Let $L$ denote a linear order that is unbounded. Then it may or may not satisfy:
- Globally homogeneous. For all $x,y \in L \cup \{-\infty,\infty\}$, if $x < y$ then the interval $(x,y)$ is isomorphic to $L$.
- Locally homogeneous. For all $x,y,x',y' \in L,$ if $x<y$ and $x'<y'$, then the intervals $(x,y)$ and $(x',y')$ are isomorphic.
Please comment if you know the standard terminology for these conditions and/or where I can learn more.
Examples and non-examples.
- $\mathbb{Z}$ satisfies neither condition.
- $\mathbb{R}$ and $\mathbb{Q}$ satisfy both.
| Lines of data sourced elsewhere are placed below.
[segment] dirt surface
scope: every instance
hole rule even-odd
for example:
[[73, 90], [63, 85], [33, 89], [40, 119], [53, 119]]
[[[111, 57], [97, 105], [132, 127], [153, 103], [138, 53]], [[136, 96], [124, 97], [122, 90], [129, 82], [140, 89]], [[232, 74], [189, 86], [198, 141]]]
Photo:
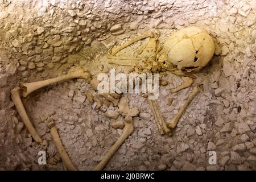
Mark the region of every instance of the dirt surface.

- The empty (unbounded) linear order also satisfies both.
Now clearly, globally homogeneous implies locally homogeneous.
Question 0. Does the converse hold (for unbounded linear orders)?
Question 1. Other than $\mathbb{R}$ and $\mathbb{Q}$, what are some examples of unbounded linear orders that are homogeneous (in either sense)?
Bonus Question. Given unbounded linear orders $L$ and $M$ that are globally homogeneous, if we can embed $L$ into $M$ and vice versa, are they necessarily isomorphic?
Another example of a locally homogeneous unbounded order would be $$\mathbb{L} := ( \omega_1 \times ( [0,1) \cap \mathbb{Q} ) ) \setminus \{ \langle 0,0 \rangle \}$$ with the lexicographic order (where, as usual, $\omega_1$ denotes the least uncountable ordinal). (I throw away $\langle 0,0 \rangle$ just to ensure that there is no minimum element.) This example shows that the two notions are not equivalent.
This is locally homogeneous because for any $\langle \alpha , p \rangle < \langle \beta , q \rangle$ the interval $( \, \langle \alpha , p \rangle , \langle \beta , q \rangle \, )$ is a countable dense linear order without endpoints, and is therefore order isomorphic to $\mathbb{Q}$.
It is not globally homogeneous because the entire order is uncountable (yet all intervals $( \, \langle \alpha , p \rangle , \langle \beta , q \rangle \, )$ are countable).